Este texto aborda algumas possibilidades de iniciar uma discussão sobre a significação social da elaboração das estratégias de sobrevivência da adolescência dos setores populares. Enfoca a difícil relação infância/adolescência pobre e trabalhadora com a escola formal, o fenômeno de meninos e meninas de rua sob a perspectiva de uma mudança de terminologia para designar o trabalho infanto-juvenil e/ou suas estratégias de sobrevivência visíveis nas ruas e o processo que se realiza sobrepondo a nova e a velha exclusão social no Brasil para esta parcela da população.

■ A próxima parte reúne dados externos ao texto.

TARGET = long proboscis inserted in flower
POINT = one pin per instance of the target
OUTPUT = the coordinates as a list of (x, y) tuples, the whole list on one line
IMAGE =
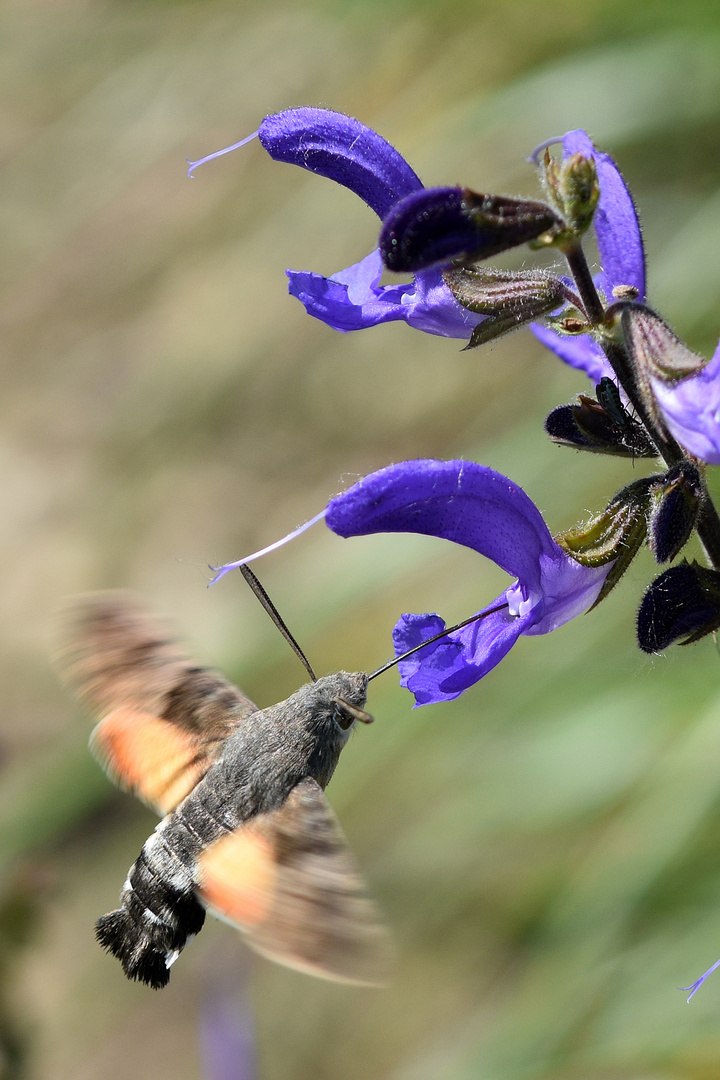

Unitermos: trabalho infanto-juvenil; pobreza; exclusão social

 

ABSTRACT

This text approaches some possibilities to begin a discussion about the social significance of the elaboration of the strategies of survival of the adolescence of the popular sections. It focuses the difficult relationship that poor and hard-working child and teenagers have with the formal school, the street girls and boys' phenomenon under the perspective of a change to designate the child-juvenile's work and/or its visible survival strategies in the streets and the process that they accomplish putting upon the new and the old social exclusion in Brazil for this portion of the population.